One of the most important aspects of the life of a green grasshopper is the seasonal cycle.  Every day plays an important role in the seasonal cycle.  The green grasshopper usually starts his day right after dawn by looking for a place to warm up from the colder temperatures overnight.  Most grasshoppers turn one side to the sunlight for a while before turning the other side to the sun so they can warm up.  After about one or two hours lying in the sun, grasshoppers then start to walk around, look for mates, or feed.  Grasshoppers tend to be less active on cold or rainy days because they are cold-blooded insects.  

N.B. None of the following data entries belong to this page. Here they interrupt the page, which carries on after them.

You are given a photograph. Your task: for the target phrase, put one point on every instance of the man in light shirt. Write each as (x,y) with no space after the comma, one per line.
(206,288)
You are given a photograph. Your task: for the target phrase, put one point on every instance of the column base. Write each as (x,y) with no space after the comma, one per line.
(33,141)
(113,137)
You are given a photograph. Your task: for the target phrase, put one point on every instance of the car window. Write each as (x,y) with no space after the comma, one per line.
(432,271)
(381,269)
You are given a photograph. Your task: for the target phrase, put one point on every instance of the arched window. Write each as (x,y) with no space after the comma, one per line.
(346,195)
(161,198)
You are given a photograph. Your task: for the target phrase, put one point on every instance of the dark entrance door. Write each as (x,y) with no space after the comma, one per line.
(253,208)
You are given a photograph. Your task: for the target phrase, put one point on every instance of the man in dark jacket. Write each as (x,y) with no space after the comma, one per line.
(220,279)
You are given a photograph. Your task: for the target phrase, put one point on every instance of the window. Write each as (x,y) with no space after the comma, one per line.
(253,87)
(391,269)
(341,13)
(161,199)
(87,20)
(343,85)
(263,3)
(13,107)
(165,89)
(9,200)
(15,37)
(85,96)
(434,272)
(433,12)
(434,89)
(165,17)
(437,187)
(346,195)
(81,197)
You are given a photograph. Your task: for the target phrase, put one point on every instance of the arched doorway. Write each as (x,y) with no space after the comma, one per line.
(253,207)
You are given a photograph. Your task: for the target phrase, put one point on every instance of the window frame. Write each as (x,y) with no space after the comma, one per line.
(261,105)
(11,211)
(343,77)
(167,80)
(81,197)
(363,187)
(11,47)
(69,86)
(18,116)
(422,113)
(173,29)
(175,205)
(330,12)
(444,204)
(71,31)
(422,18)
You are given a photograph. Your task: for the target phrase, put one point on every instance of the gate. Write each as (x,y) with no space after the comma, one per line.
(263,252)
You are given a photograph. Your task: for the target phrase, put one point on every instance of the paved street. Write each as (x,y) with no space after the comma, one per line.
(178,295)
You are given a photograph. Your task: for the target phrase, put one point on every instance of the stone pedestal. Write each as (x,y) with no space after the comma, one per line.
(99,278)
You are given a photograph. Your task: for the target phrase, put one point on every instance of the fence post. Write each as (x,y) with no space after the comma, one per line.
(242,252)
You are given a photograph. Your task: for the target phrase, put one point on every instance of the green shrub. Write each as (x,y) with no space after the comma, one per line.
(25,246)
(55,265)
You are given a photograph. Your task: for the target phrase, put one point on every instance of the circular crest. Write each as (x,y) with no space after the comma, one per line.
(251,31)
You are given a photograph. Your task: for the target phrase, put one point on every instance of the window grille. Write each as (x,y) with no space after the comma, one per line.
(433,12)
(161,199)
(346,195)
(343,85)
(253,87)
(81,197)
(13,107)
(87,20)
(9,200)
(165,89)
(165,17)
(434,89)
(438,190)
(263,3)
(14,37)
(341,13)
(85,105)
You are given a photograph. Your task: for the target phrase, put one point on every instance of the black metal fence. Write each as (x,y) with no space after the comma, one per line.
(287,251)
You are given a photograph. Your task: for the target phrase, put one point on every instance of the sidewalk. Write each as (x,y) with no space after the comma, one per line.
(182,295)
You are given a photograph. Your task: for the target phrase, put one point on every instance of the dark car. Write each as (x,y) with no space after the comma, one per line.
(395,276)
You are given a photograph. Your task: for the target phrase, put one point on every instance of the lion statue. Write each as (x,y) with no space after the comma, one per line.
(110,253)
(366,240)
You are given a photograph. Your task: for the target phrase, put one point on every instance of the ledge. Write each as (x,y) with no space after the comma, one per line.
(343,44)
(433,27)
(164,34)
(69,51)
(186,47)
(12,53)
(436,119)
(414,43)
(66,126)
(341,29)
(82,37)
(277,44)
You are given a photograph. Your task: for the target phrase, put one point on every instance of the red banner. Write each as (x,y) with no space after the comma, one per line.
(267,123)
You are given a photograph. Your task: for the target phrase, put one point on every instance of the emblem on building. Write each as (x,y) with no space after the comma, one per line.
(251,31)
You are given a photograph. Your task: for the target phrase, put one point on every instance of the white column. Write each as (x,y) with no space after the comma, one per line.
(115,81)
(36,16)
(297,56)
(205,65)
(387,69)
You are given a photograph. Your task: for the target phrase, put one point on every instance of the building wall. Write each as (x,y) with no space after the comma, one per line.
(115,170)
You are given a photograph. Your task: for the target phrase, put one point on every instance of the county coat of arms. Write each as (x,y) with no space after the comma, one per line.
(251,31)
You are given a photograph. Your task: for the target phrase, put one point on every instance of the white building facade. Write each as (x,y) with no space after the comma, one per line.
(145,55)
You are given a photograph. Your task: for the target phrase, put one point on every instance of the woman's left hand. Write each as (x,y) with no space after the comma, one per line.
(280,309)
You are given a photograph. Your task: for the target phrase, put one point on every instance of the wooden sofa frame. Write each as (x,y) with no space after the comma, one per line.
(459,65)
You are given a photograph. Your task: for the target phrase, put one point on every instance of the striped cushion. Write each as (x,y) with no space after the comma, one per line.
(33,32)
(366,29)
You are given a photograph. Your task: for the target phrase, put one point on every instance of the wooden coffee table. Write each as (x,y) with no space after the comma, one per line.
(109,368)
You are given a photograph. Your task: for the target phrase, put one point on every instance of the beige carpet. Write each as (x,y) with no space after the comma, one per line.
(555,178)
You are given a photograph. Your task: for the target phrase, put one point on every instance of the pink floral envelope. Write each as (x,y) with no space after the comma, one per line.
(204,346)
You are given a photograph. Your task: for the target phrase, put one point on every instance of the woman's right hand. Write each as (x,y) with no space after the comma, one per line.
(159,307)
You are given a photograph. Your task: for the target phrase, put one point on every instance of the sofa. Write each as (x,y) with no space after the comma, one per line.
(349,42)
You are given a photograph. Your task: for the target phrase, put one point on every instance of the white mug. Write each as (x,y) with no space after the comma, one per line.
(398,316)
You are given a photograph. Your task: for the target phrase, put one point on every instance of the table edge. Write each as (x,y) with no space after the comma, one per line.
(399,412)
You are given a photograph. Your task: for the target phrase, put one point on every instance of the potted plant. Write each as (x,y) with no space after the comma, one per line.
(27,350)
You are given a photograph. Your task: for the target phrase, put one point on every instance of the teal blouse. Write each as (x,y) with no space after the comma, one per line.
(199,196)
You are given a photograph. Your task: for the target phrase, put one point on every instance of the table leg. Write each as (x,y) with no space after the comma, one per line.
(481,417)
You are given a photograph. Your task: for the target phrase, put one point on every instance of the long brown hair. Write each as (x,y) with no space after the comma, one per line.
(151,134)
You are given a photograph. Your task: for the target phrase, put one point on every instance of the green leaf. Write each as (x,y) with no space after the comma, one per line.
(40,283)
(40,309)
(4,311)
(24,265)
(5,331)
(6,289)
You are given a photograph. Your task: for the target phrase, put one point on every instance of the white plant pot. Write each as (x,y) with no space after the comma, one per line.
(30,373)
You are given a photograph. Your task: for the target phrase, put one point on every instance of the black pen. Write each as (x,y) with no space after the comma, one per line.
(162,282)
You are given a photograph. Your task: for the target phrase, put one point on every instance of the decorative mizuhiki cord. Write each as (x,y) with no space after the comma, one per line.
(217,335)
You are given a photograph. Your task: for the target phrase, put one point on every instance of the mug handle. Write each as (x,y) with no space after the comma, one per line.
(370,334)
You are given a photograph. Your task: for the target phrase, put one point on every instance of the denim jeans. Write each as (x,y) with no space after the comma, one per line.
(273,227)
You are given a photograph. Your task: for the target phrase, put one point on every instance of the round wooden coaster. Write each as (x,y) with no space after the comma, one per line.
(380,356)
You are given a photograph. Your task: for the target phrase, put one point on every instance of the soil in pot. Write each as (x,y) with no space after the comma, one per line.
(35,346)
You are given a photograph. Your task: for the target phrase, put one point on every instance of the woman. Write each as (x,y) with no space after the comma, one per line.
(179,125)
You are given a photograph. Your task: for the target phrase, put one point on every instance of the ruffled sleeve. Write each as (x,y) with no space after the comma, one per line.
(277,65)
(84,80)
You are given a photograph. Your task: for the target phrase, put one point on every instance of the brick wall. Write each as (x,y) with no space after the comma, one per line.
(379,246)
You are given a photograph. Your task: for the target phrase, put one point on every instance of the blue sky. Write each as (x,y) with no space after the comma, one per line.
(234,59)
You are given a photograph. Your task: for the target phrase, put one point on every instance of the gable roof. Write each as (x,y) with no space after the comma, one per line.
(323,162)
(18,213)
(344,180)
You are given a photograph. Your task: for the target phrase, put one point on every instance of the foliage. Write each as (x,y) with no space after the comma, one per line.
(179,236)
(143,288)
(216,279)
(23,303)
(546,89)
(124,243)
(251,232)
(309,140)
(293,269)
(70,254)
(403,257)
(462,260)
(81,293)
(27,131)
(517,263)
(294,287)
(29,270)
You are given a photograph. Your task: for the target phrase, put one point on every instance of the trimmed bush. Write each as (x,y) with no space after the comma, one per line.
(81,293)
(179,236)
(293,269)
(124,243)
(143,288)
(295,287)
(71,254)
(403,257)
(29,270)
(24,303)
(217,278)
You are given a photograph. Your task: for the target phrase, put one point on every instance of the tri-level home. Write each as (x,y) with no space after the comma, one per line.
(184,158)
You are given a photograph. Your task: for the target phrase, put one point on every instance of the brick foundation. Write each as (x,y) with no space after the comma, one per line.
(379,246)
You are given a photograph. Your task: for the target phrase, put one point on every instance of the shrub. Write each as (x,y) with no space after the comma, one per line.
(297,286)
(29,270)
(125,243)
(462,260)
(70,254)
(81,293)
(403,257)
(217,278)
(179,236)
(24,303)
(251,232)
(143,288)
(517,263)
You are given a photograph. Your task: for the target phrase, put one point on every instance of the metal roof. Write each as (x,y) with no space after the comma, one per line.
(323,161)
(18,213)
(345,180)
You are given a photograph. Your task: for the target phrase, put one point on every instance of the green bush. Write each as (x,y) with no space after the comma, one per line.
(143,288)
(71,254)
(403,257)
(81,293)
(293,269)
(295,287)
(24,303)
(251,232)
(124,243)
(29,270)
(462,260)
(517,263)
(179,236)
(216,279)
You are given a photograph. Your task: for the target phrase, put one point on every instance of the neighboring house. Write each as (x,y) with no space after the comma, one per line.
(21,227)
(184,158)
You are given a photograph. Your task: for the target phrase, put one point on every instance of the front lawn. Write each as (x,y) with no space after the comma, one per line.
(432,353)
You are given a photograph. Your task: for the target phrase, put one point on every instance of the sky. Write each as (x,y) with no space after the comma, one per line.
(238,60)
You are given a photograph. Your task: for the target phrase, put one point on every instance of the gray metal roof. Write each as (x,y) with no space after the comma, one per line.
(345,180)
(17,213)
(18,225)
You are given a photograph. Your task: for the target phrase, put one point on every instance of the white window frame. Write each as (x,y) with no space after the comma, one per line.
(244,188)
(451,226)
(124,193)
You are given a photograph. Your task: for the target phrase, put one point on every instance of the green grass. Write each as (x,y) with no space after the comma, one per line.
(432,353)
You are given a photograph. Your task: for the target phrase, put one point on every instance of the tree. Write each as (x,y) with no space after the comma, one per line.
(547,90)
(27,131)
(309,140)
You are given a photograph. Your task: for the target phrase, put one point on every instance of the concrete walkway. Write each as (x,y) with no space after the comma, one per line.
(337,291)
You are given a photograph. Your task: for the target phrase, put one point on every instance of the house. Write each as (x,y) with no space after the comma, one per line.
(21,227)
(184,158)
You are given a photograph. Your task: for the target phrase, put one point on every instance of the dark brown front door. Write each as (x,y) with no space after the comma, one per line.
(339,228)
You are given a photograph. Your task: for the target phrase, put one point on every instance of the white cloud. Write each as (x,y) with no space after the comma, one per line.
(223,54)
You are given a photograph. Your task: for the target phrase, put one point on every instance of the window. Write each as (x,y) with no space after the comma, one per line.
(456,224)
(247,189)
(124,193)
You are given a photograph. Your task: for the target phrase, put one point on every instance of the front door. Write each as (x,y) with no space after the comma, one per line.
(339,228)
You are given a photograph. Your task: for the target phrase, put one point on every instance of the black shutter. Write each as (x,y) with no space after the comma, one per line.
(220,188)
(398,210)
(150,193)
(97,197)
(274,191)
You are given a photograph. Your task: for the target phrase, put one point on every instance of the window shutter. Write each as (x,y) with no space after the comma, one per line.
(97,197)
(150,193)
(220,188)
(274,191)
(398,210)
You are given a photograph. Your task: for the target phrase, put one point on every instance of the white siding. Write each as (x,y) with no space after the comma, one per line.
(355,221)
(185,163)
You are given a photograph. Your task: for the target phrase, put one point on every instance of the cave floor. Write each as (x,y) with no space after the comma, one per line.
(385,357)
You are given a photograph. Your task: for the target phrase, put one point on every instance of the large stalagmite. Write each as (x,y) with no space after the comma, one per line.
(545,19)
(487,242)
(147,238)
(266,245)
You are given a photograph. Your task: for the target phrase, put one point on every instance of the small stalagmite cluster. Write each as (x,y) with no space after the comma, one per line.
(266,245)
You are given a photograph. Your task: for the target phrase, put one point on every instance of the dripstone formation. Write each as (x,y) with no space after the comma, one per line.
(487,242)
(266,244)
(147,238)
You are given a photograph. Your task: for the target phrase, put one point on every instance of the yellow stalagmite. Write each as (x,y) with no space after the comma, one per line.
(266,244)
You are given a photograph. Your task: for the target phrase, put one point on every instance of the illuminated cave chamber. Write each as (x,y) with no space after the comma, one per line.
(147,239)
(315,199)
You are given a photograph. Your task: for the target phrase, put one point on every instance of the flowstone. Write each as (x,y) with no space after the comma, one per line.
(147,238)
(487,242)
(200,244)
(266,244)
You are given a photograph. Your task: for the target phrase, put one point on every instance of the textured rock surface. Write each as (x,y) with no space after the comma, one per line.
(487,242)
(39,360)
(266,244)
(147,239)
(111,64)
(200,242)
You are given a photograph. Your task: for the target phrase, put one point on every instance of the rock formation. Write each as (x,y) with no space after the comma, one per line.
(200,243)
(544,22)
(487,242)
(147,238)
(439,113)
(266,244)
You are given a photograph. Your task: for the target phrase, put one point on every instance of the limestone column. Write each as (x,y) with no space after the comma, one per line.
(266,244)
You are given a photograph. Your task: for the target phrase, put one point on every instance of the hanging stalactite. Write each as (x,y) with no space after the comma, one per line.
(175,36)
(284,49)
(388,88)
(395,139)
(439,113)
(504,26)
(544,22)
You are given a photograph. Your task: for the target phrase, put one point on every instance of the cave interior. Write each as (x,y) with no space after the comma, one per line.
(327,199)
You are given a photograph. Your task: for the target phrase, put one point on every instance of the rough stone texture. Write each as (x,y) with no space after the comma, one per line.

The green grasshopper typically forages for food twice a day, once in the morning and once in the afternoon.  All grasshoppers feed on different kinds of plants and have different ways of taking their plants apart to get food from them.  Grasshoppers are very picky about what they eat, and they often use their antennae to taste the plant and decide if it’s worth eating before they consume it. 


When looking for a mate, grasshoppers communicate through physical motions and verbal sounds.  Grasshoppers make sounds with their hind legs and wings, and they have small ears in the front section of their abdomen.  Grasshoppers also use their wings and hind legs to flash messages to each other, using their complicated eyes to gather the messages and interpret them.  

When the season comes to lay eggs, the female grasshopper lays her eggs in the ground.  Some varieties choose bare ground, while others look for a nice spot among tall grasses.  Female grasshoppers usually probe the soil several times before she deposits her eggs.  Scientists say the grasshoppers probe the soil to determine if the chemical composition of the soil is right for laying eggs in.  Usually one or even several male grasshoppers will hang around while the female grasshopper is laying eggs.  Females can take anywhere from 25 minutes to an hour and a half to lay all their eggs.  The female grasshopper then covers up the eggs she laid with nearby dirt and grass. 


Grasshoppers have several natural predators.  Birds often prey on grasshoppers, and some researchers have found birds to be very helpful in battling a grasshopper outbreak.  There are more than 200 kinds of birds that are known to prey on grasshoppers, although gulls and hawks can especially help cut down grasshopper population.  Some mammals also eat grasshoppers, although not much study has been done on whether mammals can help control grasshopper outbreaks.  Mammals that are known to eat grasshoppers include some kinds of mice, shrews, ground squirrels, skinks, foxes, and coyotes.